Von Uli Mentrup | 12.12.2017, 14:46 Uhr

Gibt es doch noch einen kleinen Hoffnungsschimmer auf einen Einsatz von Meppens Torjäger Benjamin Girth beim letzten Punktspiel des Jahres am Samstag um 14 Uhr bei den Würzburger Kickers? Der Stürmer hat die Partie nicht endgültig abgeschrieben: „Ich muss in Ruhe warten.“

Girth musste beim 2:2 gegen Werder Bremen II schon nach der ersten Aktion passen und ausgewechselt werden. „Jesper Verlaat wollte den Ball lang schlagen, da habe ich ein langes Bein gemacht“, beschreibt der 25-Jährige, der in dieser Saison bereits elf Treffer erzielt hat.

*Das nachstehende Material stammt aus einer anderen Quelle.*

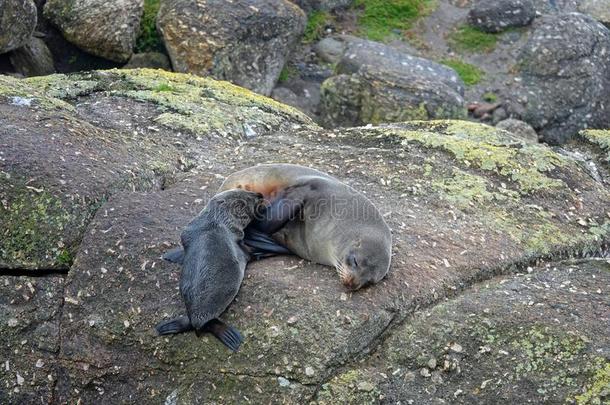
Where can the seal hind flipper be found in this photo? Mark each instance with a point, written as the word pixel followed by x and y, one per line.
pixel 228 335
pixel 174 256
pixel 262 245
pixel 175 325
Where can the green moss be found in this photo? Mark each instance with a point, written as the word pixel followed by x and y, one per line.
pixel 470 74
pixel 287 73
pixel 471 39
pixel 490 97
pixel 597 390
pixel 474 146
pixel 380 18
pixel 149 39
pixel 32 226
pixel 463 190
pixel 164 87
pixel 316 24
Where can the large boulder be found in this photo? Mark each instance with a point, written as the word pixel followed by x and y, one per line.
pixel 246 43
pixel 17 22
pixel 103 28
pixel 33 59
pixel 113 165
pixel 565 76
pixel 598 9
pixel 322 5
pixel 376 83
pixel 496 16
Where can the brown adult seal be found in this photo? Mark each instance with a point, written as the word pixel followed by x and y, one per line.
pixel 213 260
pixel 318 218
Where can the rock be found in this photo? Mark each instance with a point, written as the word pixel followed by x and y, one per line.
pixel 330 49
pixel 17 22
pixel 498 15
pixel 519 128
pixel 598 9
pixel 548 333
pixel 565 74
pixel 103 28
pixel 376 83
pixel 109 166
pixel 246 43
pixel 152 60
pixel 33 59
pixel 323 5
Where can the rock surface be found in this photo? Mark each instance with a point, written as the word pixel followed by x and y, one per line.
pixel 598 9
pixel 141 151
pixel 102 28
pixel 324 5
pixel 33 59
pixel 519 128
pixel 565 70
pixel 246 43
pixel 498 15
pixel 152 60
pixel 376 83
pixel 17 22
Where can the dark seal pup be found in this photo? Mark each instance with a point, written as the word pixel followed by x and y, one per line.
pixel 318 218
pixel 213 261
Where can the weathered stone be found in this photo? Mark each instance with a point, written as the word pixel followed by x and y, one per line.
pixel 149 148
pixel 29 338
pixel 33 59
pixel 152 60
pixel 565 72
pixel 542 338
pixel 376 83
pixel 17 22
pixel 498 15
pixel 519 128
pixel 323 5
pixel 246 43
pixel 598 9
pixel 103 28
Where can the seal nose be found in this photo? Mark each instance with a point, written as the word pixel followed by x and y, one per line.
pixel 350 283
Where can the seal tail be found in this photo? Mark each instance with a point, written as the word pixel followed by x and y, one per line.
pixel 172 326
pixel 228 335
pixel 262 245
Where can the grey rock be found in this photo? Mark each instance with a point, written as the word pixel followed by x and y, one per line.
pixel 377 83
pixel 498 15
pixel 17 22
pixel 565 75
pixel 33 59
pixel 519 128
pixel 153 60
pixel 323 5
pixel 598 9
pixel 103 28
pixel 330 49
pixel 246 43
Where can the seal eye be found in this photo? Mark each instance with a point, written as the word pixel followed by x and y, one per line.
pixel 351 260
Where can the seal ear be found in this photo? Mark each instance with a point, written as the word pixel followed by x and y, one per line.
pixel 174 256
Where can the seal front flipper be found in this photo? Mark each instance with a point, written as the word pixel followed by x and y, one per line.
pixel 228 335
pixel 176 325
pixel 174 256
pixel 262 245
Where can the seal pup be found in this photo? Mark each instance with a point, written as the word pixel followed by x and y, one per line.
pixel 213 260
pixel 318 218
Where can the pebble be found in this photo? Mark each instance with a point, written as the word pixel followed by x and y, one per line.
pixel 365 386
pixel 283 382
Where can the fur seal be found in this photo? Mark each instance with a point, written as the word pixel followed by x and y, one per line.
pixel 213 260
pixel 318 218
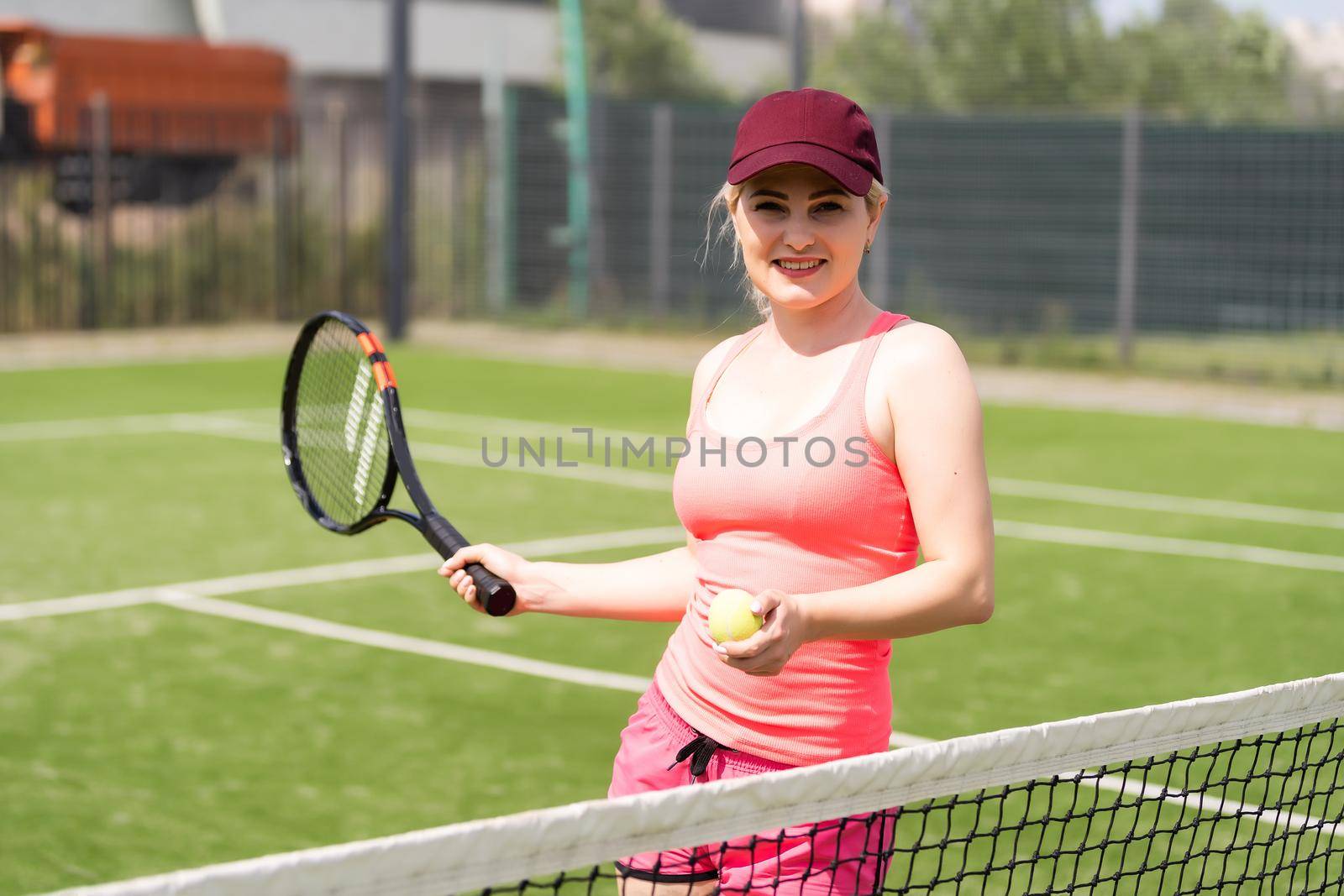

Danach spürte er einen Schmerz im hinteren Oberschenkel. „Bei den Witterungsbedingungen kann das passieren. Das ist Pech“, stellt er fest.

Einblutung am Oberschenkel

Die ärztliche Untersuchung ergab eine leichte Einblutung. „Jetzt kann ich nur abwarten“, sagt Girth und will sich „entspannt verhalten. Wenn es klappen sollte, wäre es optimal.“ Vor dem letzten Spiel des Jahres fällt es allerdings auch dem gebürtigen Magdeburger schwer, ruhig zu bleiben. Aber er verspricht, besonnen zu bleiben. Denn die Winterpause ist nur kurz. Das erste Spiel im neuen Jahr gegen Preußen Münster findet bereits am 21. Januar statt. Ein Risiko wird der SV Meppen unter keinen Umständen eingehen.

Mittelfußbruch im Mai

Schon im Sommer hatte sich Girth nach einem Mittelfußbruch Anfang Mai früher als gedacht zurückgemeldet. Ursprünglich war eine viermonatige Pause erwartet worden, doch der Torjäger kam nur neun Wochen nach seiner Verletzung beim Testspiel in Mesum zum Comeback.

SVM-Trio gesperrt

Mindestens vier Spieler fallen im Duell des emsländischen Aufsteigers bei der Mannschaft der Stunde, die fünf Partien in Folge gewonnen hat, aus: Leon Demaj wurde nach einem Bänderriss operiert. Jovan Vidovic, Steffen Puttkammer und Nico Granatowski sind nach der fünften Gelben Karte gesperrt.